Los twelve principles set animation references a traditional world of animation that ensure brand credibility plasticity  characters. These are :
- Stretching and Shrinking (Squash and stretch)
- Staging (Staging)
- Direct Action and Pose a Pose
- Superimposed Action and Continuous Action (Follow Through and Overlapping Action)
- Slow easing (Slow In and Slow Out)
- Secondary action
- Solid Drawings
- Personality or Appearance
Additionally new principles are incorporated to collect the needs of emerging technologies and methods of animation. Los 12 born with early production experience in cartoons. Incorporating computer animation force largely these new structures.
Stretch and Shrink (Squash and stretch)
Deforming an object. body or face of a character can bring humor to drama or action. A blow, a change in speed or direction of an object, a tense situation (scare) etc., can be emphasized with an effect that transforms the shape of objects accompanying action.
The principle of animation considered the most important of which relates to the deformability of the objects.
The effect of stretching and corresponding shrinkage can be the basis for the narrative sequence, as done for example in “Bubblefish”

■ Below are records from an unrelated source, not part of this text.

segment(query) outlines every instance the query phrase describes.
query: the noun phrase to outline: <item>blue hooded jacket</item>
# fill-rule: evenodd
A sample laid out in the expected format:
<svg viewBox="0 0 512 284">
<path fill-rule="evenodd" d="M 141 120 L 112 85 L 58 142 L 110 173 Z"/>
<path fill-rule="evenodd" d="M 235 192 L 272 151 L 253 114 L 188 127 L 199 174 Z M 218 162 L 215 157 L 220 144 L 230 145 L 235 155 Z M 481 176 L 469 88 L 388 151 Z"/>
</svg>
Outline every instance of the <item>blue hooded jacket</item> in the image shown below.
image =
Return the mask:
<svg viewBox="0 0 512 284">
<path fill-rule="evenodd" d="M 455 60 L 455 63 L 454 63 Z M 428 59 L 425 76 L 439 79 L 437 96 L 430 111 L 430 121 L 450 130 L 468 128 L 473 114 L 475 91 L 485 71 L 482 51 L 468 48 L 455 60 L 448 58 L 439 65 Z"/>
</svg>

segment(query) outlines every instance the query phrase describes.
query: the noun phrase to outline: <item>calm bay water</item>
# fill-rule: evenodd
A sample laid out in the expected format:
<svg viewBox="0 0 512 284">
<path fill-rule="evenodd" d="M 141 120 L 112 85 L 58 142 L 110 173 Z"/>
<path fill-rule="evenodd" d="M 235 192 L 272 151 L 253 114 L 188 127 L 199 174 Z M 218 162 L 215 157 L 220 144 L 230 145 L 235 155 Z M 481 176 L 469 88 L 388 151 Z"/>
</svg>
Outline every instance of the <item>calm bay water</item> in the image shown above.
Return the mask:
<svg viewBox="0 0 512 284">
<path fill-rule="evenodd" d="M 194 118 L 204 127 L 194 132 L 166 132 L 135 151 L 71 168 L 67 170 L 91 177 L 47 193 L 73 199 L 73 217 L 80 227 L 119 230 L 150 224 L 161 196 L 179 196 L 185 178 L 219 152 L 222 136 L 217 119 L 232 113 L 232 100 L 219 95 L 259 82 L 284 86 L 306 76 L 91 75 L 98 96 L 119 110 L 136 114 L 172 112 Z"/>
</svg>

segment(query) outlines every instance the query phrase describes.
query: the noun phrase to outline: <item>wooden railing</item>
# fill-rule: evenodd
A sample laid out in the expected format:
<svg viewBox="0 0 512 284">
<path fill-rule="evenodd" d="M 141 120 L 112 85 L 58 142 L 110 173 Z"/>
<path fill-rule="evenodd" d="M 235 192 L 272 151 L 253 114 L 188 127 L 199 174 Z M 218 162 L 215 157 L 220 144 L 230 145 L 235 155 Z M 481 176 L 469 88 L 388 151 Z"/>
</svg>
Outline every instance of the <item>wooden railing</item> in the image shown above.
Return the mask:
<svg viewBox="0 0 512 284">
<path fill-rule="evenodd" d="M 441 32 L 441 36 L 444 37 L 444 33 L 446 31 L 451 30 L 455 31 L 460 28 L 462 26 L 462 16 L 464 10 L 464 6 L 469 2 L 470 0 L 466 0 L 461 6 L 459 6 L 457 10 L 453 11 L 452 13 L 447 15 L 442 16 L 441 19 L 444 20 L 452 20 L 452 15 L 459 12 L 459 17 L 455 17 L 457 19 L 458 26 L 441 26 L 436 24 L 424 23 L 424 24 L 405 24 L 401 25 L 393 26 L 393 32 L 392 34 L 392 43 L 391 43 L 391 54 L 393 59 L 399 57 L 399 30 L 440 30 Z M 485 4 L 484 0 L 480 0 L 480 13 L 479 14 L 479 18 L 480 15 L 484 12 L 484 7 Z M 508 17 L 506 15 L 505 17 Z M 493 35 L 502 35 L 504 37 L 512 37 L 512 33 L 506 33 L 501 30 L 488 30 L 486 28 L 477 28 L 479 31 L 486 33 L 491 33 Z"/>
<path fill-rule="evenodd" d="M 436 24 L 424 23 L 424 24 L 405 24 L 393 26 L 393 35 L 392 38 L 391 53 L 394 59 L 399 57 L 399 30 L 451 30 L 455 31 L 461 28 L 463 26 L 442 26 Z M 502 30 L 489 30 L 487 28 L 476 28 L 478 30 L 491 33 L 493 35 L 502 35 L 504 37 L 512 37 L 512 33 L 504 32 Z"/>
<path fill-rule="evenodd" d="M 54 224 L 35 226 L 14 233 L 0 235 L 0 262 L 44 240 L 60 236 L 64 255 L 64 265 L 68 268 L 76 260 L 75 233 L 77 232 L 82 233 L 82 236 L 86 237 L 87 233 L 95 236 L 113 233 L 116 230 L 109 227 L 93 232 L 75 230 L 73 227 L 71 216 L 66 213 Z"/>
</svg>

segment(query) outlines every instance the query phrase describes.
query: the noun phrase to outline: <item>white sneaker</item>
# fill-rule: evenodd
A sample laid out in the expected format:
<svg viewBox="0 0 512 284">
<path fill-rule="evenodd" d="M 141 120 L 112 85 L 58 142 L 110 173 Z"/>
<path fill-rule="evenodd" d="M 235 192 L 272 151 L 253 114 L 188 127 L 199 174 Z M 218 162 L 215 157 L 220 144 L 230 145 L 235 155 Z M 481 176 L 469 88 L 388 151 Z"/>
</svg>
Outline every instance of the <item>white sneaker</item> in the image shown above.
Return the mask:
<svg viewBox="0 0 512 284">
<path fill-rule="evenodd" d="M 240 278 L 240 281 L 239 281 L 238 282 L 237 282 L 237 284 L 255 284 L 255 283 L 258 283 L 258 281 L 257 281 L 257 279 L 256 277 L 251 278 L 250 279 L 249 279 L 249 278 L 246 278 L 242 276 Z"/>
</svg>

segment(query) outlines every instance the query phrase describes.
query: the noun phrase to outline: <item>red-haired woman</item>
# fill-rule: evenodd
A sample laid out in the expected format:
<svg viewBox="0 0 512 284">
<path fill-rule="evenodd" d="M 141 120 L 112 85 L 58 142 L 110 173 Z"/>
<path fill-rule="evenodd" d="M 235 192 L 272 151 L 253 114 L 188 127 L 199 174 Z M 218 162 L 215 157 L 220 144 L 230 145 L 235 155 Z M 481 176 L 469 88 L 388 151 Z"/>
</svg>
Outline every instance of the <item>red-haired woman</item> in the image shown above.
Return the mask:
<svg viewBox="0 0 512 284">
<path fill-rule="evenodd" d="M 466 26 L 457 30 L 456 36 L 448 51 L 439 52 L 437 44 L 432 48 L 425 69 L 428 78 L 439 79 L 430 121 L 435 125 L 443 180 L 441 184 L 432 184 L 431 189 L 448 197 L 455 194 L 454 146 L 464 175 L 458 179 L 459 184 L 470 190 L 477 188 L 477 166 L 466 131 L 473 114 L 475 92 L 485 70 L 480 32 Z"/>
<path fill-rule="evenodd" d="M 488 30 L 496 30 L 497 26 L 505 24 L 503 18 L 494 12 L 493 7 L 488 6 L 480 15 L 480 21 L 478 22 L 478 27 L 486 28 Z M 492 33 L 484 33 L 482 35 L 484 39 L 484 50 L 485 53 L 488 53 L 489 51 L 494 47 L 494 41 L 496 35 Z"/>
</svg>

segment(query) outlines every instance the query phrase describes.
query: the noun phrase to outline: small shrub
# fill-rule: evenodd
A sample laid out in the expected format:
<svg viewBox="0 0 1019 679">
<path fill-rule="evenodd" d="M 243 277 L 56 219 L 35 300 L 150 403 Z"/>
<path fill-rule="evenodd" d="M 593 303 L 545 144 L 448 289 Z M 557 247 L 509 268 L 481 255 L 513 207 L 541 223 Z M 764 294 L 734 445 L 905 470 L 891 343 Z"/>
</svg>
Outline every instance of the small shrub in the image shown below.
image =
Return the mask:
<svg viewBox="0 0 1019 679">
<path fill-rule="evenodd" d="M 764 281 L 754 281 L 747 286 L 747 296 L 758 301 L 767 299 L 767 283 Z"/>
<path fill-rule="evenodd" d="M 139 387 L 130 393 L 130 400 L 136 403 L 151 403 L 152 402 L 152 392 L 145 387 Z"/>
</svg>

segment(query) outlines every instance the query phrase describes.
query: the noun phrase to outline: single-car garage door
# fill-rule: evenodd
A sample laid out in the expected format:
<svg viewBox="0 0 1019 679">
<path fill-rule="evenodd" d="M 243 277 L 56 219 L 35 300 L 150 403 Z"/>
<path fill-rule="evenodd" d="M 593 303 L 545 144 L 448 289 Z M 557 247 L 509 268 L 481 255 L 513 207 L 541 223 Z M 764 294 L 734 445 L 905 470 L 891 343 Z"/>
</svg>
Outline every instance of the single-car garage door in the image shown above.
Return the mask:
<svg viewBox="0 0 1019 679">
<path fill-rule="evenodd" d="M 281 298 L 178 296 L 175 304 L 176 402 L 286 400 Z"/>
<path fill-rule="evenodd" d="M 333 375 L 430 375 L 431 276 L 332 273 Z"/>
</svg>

It can serve as an expressive, to gesture with simple elements and “humanize” characters. An inanimate object reaches personality; part grows into a whole as in the following example in which one eye has “life”.
The force acquires the character and dramatic action merge with humor (black in this case) in which “deformation” protagonist is.
1. Lasseter, John. “Principles of Traditional Animation applied to 3D Computer Animation.”
ACM Computer Graphics, Flight. 21, Number 4, July 1987: 35-44.2. Thomas, Frank., and Ollie Johnston. The Illusion of Life. New York: Abbeville Press, 1981.